Professor Andreas Stephan
University of East ­­Anglia

Much has been written about the EU Damages Directive (2014/104), which has now been implemented in most EU Member States. It has been criticised for not going far enough and failing to address key obstacles that exist at the national level, which make it difficult for consumers and businesses to seek compensation and injunctive relief. Competition Law damages can only be sought in national courts and so there are still significant differences between EU Member States despite the provisions of the Directive. The Directive itself was the product of a decade long consultation process that focused largely on practical challenges to private actions and their effect on public enforcement.
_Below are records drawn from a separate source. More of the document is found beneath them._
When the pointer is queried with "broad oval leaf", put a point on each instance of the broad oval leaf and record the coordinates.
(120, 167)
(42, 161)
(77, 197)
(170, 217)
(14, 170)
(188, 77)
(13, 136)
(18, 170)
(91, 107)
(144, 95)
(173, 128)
This paper argues that, as well as failing to fully address key issues identified in the consultation process, the EU’s approach to private enforcement lacks a coherent purpose. The original motivation was shaped in part by a comparative glance at the US, where private actions in Antitrust are very common. But in the US, private actions are unequivocally driven by deterrence, as reflected in the availability of punitive treble damages. In Europe, by contrast, the debate originally focused on both the deterrence and compensatory benefits of such actions, but slowly moved away from the latter as the debate on practical obstacles developed. By the time the Damages Directive was adopted, its purpose was primarily restorative justice.

The paper seeks to explain why this shift in emphasis occurred and asks whether private actions that do little more than encourage parties to recover actual losses, are worthwhile given that most actions will rely on outcomes of public enforcement actions (follow-on cases) and may risk undermining those actions.